In Germany and Holland, gross domestic product (GDP) was growing and the home markets were not doing badly, so the amount of stock looking for an export market was not dramatically higher than usual.
But in Italy, growth was negative, the country was in crisis and government, business and household spending were all under pressure. The home market for plants had collapsed with a great deal of stock looking for a market.
As a result, in Italy debtor days lengthened and cash was in short supply, with credit difficult to find and expensive. Worried raw materials suppliers were taking a hard line against nurseries that were slow to pay. Jobs were being shed and some nurseries were expected to fall by the wayside.
The Spanish delegate said life in Spain, which has less export history, life was much worse. The home market collapsed, meaning that product had nowhere to go.
Exports of six per cent were not enough to provide much help, he said. Debtors do not pay, raw material suppliers are reluctant to supply because of fears they will not get paid, credit non-existent credit and closures are inevitable.
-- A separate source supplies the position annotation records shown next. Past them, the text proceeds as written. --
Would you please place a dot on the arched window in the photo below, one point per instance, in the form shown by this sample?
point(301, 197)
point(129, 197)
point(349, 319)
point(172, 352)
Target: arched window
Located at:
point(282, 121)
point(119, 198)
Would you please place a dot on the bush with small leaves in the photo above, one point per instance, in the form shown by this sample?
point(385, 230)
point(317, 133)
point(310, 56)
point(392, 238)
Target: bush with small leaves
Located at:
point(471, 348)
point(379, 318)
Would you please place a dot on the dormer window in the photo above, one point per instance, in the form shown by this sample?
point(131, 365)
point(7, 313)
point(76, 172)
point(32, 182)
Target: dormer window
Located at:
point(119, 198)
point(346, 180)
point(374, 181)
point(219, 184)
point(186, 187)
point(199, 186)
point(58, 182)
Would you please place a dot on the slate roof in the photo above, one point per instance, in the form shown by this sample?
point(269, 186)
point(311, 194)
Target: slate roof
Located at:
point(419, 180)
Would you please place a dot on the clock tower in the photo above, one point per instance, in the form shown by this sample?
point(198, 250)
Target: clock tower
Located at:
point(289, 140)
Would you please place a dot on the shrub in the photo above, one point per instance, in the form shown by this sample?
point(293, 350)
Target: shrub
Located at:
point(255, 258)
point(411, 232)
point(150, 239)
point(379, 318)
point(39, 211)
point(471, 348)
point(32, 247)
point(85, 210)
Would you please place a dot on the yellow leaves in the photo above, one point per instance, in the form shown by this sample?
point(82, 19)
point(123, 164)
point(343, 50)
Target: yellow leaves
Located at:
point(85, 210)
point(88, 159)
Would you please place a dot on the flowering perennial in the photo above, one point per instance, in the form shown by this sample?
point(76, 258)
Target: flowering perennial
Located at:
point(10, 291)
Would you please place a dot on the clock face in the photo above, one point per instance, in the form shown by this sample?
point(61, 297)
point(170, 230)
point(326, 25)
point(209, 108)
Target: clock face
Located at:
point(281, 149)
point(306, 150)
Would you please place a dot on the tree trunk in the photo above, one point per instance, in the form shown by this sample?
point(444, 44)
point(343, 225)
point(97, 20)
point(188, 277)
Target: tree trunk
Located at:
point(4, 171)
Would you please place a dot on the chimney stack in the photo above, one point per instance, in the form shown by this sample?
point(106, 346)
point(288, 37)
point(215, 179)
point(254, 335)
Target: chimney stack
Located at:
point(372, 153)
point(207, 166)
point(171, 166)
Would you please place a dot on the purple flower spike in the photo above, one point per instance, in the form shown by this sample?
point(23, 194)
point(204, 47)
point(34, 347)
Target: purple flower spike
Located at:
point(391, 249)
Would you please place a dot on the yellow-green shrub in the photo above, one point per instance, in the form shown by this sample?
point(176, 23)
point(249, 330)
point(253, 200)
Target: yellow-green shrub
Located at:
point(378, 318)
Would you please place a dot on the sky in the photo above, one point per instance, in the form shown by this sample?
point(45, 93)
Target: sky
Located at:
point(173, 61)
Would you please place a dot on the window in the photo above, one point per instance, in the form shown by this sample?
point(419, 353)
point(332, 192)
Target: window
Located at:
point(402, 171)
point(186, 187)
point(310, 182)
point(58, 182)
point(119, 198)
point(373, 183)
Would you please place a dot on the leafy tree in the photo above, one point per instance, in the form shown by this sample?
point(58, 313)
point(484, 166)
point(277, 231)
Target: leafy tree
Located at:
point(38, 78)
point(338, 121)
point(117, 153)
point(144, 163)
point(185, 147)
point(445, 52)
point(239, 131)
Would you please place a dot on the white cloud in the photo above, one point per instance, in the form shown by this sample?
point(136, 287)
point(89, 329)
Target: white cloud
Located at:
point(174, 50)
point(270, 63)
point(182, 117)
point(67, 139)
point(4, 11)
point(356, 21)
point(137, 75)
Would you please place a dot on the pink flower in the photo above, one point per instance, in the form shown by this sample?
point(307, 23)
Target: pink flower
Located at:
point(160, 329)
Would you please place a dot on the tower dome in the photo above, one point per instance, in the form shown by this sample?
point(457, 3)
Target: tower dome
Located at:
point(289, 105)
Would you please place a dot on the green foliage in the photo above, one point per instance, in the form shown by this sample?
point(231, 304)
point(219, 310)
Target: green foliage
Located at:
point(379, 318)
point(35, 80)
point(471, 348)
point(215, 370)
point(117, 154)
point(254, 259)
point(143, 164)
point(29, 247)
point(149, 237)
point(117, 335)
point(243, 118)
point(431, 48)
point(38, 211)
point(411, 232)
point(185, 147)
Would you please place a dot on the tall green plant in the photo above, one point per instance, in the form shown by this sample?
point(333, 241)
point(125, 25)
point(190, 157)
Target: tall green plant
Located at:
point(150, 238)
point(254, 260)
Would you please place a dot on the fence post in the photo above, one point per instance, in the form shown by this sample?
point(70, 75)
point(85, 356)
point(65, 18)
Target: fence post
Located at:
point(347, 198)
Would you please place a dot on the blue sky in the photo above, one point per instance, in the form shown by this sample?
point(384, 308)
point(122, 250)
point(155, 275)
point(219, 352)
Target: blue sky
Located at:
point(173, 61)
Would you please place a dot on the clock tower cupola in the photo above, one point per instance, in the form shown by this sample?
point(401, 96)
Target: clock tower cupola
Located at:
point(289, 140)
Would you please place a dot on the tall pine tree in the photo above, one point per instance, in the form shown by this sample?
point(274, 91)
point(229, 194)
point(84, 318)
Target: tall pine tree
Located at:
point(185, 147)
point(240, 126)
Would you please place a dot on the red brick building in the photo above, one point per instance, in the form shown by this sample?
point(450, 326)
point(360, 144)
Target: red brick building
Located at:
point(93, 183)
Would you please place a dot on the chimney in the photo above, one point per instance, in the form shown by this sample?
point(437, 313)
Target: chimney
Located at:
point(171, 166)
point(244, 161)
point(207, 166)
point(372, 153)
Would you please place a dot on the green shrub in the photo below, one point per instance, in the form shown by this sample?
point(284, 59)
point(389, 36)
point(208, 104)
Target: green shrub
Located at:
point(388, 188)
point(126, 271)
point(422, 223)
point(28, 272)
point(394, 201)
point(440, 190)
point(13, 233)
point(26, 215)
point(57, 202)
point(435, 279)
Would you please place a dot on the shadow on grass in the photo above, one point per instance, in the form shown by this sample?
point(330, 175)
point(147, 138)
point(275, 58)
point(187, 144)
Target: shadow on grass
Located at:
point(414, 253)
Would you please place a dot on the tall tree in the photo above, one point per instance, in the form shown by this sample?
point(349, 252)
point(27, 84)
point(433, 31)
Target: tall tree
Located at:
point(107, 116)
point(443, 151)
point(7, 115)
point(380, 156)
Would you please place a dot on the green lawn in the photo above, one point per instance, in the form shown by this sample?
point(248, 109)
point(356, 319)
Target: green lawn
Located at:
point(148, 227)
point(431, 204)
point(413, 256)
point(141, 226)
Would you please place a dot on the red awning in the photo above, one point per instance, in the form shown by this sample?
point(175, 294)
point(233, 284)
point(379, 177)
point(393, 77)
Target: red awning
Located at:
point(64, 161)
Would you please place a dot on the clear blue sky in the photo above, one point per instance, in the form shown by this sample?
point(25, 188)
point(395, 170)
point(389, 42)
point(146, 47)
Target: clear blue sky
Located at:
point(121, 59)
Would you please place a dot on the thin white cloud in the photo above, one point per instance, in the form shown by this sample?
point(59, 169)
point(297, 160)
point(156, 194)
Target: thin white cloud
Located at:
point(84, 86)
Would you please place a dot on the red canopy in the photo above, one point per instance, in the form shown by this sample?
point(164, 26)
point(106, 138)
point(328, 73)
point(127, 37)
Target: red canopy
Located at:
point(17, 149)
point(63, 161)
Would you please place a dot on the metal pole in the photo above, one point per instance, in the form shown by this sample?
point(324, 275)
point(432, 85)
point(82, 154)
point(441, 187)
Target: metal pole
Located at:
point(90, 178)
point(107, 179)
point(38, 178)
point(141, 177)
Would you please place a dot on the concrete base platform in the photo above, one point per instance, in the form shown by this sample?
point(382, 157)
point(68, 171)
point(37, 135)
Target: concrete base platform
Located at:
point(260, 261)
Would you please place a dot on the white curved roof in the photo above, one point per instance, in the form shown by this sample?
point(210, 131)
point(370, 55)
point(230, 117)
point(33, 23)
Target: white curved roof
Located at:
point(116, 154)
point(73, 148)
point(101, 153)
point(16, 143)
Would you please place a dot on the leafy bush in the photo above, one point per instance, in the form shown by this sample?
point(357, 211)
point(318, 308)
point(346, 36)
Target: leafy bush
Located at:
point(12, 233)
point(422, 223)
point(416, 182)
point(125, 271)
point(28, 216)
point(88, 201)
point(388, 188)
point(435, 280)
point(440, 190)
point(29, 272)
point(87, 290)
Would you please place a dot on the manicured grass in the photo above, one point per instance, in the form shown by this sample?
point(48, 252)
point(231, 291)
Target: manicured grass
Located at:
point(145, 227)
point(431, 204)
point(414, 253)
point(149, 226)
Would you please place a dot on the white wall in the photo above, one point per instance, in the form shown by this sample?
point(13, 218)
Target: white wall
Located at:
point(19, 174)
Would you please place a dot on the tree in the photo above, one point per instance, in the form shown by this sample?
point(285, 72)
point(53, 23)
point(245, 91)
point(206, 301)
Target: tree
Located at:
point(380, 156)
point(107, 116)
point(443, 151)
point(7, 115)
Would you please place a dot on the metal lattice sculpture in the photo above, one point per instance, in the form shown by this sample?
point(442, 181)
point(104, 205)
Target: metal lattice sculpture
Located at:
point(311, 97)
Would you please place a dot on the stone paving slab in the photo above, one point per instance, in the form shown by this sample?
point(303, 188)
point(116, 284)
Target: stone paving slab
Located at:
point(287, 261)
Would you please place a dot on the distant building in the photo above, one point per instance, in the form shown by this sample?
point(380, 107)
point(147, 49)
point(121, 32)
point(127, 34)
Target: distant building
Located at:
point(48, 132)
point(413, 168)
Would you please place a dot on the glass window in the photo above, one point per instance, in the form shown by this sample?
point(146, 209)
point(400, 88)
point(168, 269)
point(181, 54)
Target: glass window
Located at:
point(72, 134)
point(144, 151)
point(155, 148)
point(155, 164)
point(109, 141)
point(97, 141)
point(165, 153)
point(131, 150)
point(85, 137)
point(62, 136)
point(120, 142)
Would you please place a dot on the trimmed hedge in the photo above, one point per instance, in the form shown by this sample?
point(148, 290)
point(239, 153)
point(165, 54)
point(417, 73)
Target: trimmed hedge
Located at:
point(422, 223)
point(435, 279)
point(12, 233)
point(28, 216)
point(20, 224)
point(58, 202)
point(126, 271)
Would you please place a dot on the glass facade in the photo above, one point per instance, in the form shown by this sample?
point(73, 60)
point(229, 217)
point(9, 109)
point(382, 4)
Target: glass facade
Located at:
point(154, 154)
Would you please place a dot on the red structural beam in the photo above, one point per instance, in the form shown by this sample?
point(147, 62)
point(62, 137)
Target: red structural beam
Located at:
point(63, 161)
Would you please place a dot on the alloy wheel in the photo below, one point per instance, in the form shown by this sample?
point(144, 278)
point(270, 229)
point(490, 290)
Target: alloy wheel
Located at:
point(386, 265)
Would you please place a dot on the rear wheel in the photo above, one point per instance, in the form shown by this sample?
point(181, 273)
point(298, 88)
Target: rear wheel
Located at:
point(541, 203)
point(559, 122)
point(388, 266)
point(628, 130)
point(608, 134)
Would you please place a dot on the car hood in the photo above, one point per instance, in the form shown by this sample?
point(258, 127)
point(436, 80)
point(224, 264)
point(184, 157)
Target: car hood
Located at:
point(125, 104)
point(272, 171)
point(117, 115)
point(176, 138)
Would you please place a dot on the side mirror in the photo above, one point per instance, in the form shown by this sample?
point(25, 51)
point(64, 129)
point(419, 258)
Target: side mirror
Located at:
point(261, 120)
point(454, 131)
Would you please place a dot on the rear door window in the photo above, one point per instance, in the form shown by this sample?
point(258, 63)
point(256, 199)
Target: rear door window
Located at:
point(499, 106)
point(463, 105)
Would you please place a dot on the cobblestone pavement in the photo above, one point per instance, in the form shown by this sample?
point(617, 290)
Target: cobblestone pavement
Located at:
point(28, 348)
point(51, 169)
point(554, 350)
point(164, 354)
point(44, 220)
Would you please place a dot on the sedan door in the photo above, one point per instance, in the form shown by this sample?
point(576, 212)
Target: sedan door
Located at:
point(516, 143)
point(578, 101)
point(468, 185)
Could it get any worse?
Well yes it could. In Portugal, where GDP was falling more steeply, the home market had all but vanished. There was no history of export, even the government took 200 days to settle its bills and debtor days were closer to a full year.
Worse still, VAT on plants had increased from six to 23 per cent, payable within 45 days. Many nurseries had already fallen, with those left having already shed perhaps 50 per cent of their workforce.
None can afford the raw materials that are needed to produce plants next year and the Portuguese delegate believed that the country would simply not produce plants in the future.
How did the UK sit in all this? Stirling is not joined to the euro but markets were bound by the exchange rate. While importers might be disappointed by the lack of movement, for the nurseryman it was not a bad thing. If the euro rate moves much over EUR1.25 against the pound, the market would become that more appealing to overseas competition.
Assuming that there is no global melt down, UK horticulture could eventually come out of the tunnel and find life genuinely improved.
Just as within individual countries, weaker competitors might go to the wall in hard times and leave stronger companies in a better position, it is conceivable that production of nursery stock could draw to a close in certain states. European production levels would therefore be significantly reduced and life could be better for those that remain.
Tim Edwards is chairman of Boningale Nurseries and a member of the ENA
Association aims - Items on the agenda
The European Nursery Stock Association (ENA) has members from 15 countries.
It works on political matters at EU level but also deals with technical matters of interest to non-EU members.
Issues covered by the ENA's agenda in recent years include:
- EU quality standards for nursery stock products.
- Plant names list.
- SAN-code (speaking article number).
- Packaging directive.
- Plant diseases.
- Environmental aspects.
- European Single Payment Scheme.
- Loss of plant protection products.
- Modernising the EU common plant health regime.